How Axosoft Built 5 iPhone Apps in 30 Days
In The Developer’s Incentive to ship, I talk about how at my company, Axosoft, we drive and motivate our software engineers to ship software. Besides the standards of a good work environment, free snacks, drinks and state-of-the-art equipment, we also do something that’s a bit out of the ordinary: After every major release of our flagship software, OnTime, we take 30 days to do fun side projects — preferably ones that are challenging.
So when we released OnTime 2009 in the first week of January, our dev team was anxious to get going on their side projects. In our first side-project meeting, three of our developers decided that they wanted to do iPhone Apps. Now keep in mind that our developers are Windows .NET developers with zero Mac development experience. Prior to my awakening, which I detailed in Every Developer’s Next Machine Should be a Mac, none of our developers had much exposure to Macs or OS X.
As we sat around the conference room trying to figure out how to best learn the awkward XCode IDE and the mind boggling Objective C syntax while at the same time learning the Cocoa framework and the iPhone SDK, we came up with a series of basic projects to help the team learn how to draw on the iPhone or record a touch or multi-touch from the screen. We also wanted to learn how to use the accelerometer for movement and animating objects on the screen. We set a goal of 1 week for having something that could demonstrate these basic fundamentals.
This is where having super-star developers on your team makes a big difference…
Within 24 hours our offices were lit up with discussions and demos of iPhone apps that shot bullets and had flying airplanes dropping bombs. Before long, the guys had freshened up on their math skills, figured out collision detection and were building frameworks for Artificial Intelligence. Within 1 week of our start, we now had the confidence to set some serious goals.
We decided we wanted to have at least one iPhone game in the App Store before the end of our 30-day project.
But, just three weeks into our iPhone app development, we had already submitted two full-fledged games to the App Store. These games are relatively basic, but are super FUN, have multiple levels, lots of scenery, artwork and music.

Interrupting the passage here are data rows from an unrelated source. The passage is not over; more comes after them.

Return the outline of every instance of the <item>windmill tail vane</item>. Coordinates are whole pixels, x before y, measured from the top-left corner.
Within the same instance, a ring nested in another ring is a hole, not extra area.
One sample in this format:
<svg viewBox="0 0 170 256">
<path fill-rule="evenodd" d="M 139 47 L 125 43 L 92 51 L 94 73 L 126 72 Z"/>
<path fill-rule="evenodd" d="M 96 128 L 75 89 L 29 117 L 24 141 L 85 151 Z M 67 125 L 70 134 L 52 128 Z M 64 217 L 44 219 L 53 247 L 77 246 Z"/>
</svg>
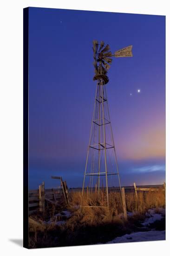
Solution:
<svg viewBox="0 0 170 256">
<path fill-rule="evenodd" d="M 95 74 L 93 81 L 102 80 L 104 84 L 107 84 L 109 82 L 109 78 L 106 74 L 111 67 L 112 58 L 132 57 L 132 46 L 130 45 L 116 51 L 113 54 L 110 51 L 108 44 L 105 46 L 104 41 L 101 41 L 100 44 L 98 44 L 98 41 L 93 40 L 92 49 Z"/>
<path fill-rule="evenodd" d="M 93 66 L 97 81 L 89 142 L 87 149 L 85 171 L 83 183 L 80 209 L 86 207 L 104 207 L 109 210 L 109 193 L 116 177 L 120 192 L 122 189 L 116 154 L 115 146 L 110 116 L 106 87 L 109 82 L 108 71 L 111 67 L 112 58 L 132 57 L 131 45 L 112 53 L 108 44 L 103 41 L 98 44 L 93 41 Z M 113 178 L 112 178 L 113 177 Z M 109 184 L 110 182 L 110 184 Z M 86 188 L 85 188 L 86 187 Z M 96 202 L 90 200 L 89 193 L 93 194 Z M 83 196 L 86 199 L 83 200 Z M 104 204 L 100 204 L 100 198 L 105 198 Z"/>
</svg>

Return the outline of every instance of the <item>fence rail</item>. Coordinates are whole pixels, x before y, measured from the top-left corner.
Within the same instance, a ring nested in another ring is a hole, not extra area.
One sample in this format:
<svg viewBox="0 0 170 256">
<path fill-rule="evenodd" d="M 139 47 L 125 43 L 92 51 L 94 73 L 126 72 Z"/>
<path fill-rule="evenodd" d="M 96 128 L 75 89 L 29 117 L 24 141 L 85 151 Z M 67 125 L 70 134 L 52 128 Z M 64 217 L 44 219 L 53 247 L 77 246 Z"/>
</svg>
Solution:
<svg viewBox="0 0 170 256">
<path fill-rule="evenodd" d="M 60 178 L 60 177 L 59 177 Z M 43 213 L 45 211 L 45 203 L 57 205 L 65 201 L 69 203 L 69 194 L 65 181 L 60 178 L 61 189 L 45 189 L 43 182 L 39 186 L 39 189 L 33 189 L 29 191 L 29 215 L 38 212 Z"/>
</svg>

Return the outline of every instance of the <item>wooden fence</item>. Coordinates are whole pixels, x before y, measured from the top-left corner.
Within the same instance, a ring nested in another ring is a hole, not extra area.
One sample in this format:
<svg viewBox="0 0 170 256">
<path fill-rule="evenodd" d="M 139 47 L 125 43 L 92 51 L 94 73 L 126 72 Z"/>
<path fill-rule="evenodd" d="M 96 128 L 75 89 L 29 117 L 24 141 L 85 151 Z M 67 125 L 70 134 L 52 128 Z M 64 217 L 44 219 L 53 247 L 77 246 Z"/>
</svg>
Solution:
<svg viewBox="0 0 170 256">
<path fill-rule="evenodd" d="M 43 182 L 39 189 L 30 190 L 29 192 L 29 215 L 38 212 L 44 213 L 45 203 L 57 205 L 62 201 L 66 204 L 70 202 L 69 194 L 66 182 L 60 179 L 61 189 L 45 188 Z"/>
<path fill-rule="evenodd" d="M 142 186 L 142 188 L 139 187 L 137 187 L 135 182 L 134 183 L 134 188 L 135 191 L 135 195 L 137 199 L 137 191 L 157 191 L 160 189 L 161 189 L 162 191 L 165 191 L 165 182 L 163 182 L 163 184 L 161 187 L 160 185 L 158 185 L 158 188 L 153 188 L 150 187 L 148 188 L 149 186 L 147 186 L 147 188 L 144 187 L 144 186 Z M 142 187 L 140 186 L 140 187 Z M 126 201 L 125 201 L 125 189 L 124 187 L 122 188 L 122 202 L 123 202 L 123 207 L 124 209 L 124 218 L 125 220 L 127 220 L 127 210 L 126 210 Z"/>
</svg>

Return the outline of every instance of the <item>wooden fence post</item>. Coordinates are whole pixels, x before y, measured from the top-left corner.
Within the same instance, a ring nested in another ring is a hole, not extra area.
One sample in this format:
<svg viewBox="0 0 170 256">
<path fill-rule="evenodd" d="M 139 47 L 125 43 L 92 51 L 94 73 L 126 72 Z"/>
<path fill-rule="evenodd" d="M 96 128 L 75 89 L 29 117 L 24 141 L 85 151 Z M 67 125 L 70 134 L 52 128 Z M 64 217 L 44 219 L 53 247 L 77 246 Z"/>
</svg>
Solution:
<svg viewBox="0 0 170 256">
<path fill-rule="evenodd" d="M 45 212 L 45 182 L 42 182 L 42 209 L 43 214 Z"/>
<path fill-rule="evenodd" d="M 124 192 L 124 188 L 122 188 L 122 202 L 123 202 L 123 206 L 124 208 L 124 218 L 125 221 L 127 221 L 127 211 L 126 211 L 126 201 L 125 200 L 125 192 Z"/>
<path fill-rule="evenodd" d="M 42 212 L 42 207 L 41 185 L 39 185 L 39 211 L 40 212 Z"/>
<path fill-rule="evenodd" d="M 134 187 L 135 188 L 136 197 L 137 199 L 137 187 L 136 187 L 136 183 L 134 182 L 133 184 L 134 184 Z"/>
<path fill-rule="evenodd" d="M 89 195 L 89 187 L 87 186 L 87 195 Z"/>
<path fill-rule="evenodd" d="M 43 214 L 45 211 L 45 191 L 44 182 L 41 185 L 39 186 L 39 211 L 43 212 Z"/>
<path fill-rule="evenodd" d="M 164 190 L 165 190 L 165 191 L 166 184 L 165 184 L 165 182 L 164 182 L 163 184 L 163 188 L 164 188 Z"/>
</svg>

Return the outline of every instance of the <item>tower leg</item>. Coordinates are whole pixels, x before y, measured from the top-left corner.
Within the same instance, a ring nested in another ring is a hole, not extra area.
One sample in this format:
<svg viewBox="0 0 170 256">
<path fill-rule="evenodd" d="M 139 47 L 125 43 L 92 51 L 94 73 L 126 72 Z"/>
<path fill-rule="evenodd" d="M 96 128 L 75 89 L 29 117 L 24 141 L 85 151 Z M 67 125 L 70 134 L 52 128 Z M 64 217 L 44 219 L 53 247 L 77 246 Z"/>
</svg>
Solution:
<svg viewBox="0 0 170 256">
<path fill-rule="evenodd" d="M 102 110 L 103 110 L 103 132 L 104 135 L 104 147 L 105 147 L 105 179 L 106 185 L 106 194 L 107 194 L 107 209 L 109 210 L 109 193 L 108 193 L 108 185 L 107 181 L 107 161 L 106 161 L 106 144 L 105 139 L 105 110 L 104 110 L 104 102 L 103 99 L 103 81 L 101 82 L 102 86 Z"/>
</svg>

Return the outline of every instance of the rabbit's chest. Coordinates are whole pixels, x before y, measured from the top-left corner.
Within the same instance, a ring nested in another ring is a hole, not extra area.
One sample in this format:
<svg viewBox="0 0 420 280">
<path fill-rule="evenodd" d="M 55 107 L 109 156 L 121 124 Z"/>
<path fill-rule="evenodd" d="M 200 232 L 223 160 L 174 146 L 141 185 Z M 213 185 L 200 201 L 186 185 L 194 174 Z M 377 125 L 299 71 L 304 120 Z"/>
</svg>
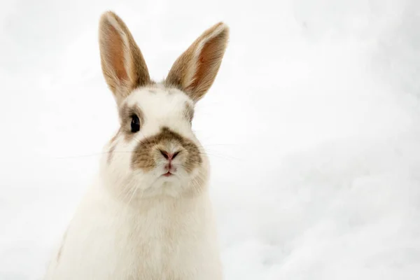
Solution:
<svg viewBox="0 0 420 280">
<path fill-rule="evenodd" d="M 74 218 L 57 257 L 57 272 L 66 276 L 57 279 L 193 279 L 212 262 L 205 222 L 196 213 L 117 210 L 91 209 Z"/>
</svg>

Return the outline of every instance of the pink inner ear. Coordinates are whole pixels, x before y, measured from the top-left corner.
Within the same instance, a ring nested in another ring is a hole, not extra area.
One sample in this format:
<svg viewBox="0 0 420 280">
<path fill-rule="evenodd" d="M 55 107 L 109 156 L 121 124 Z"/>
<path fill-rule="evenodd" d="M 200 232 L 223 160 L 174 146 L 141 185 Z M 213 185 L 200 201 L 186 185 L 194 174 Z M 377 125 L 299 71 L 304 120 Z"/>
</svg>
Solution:
<svg viewBox="0 0 420 280">
<path fill-rule="evenodd" d="M 204 46 L 197 62 L 197 70 L 194 81 L 189 88 L 197 90 L 202 86 L 207 87 L 214 79 L 218 71 L 217 62 L 223 52 L 223 35 L 210 39 Z"/>
<path fill-rule="evenodd" d="M 127 80 L 128 75 L 125 65 L 124 41 L 117 29 L 111 24 L 108 23 L 106 28 L 108 62 L 118 79 L 120 81 Z"/>
</svg>

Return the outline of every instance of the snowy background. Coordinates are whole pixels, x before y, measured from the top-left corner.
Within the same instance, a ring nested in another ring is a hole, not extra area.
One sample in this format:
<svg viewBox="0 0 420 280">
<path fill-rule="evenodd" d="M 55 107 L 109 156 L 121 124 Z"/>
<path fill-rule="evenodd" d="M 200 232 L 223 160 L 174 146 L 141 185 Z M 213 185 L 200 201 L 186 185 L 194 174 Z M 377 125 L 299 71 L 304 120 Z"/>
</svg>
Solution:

The collection of everything that went into making these games totally blew us away.
Here are some screenshots of the two games:
Slug Bug, our First iPhone Game: iTunes Link ($0.99)
Slug Bug – This is a game where the player can take the familiar Axosoft Ladybug across a busy road, a lawn or a train station to get her to safety. It’s a fun little game, especially for youngsters. My 3-year-old loves it and I have a few friends who are old-school Frogger fans that love this game.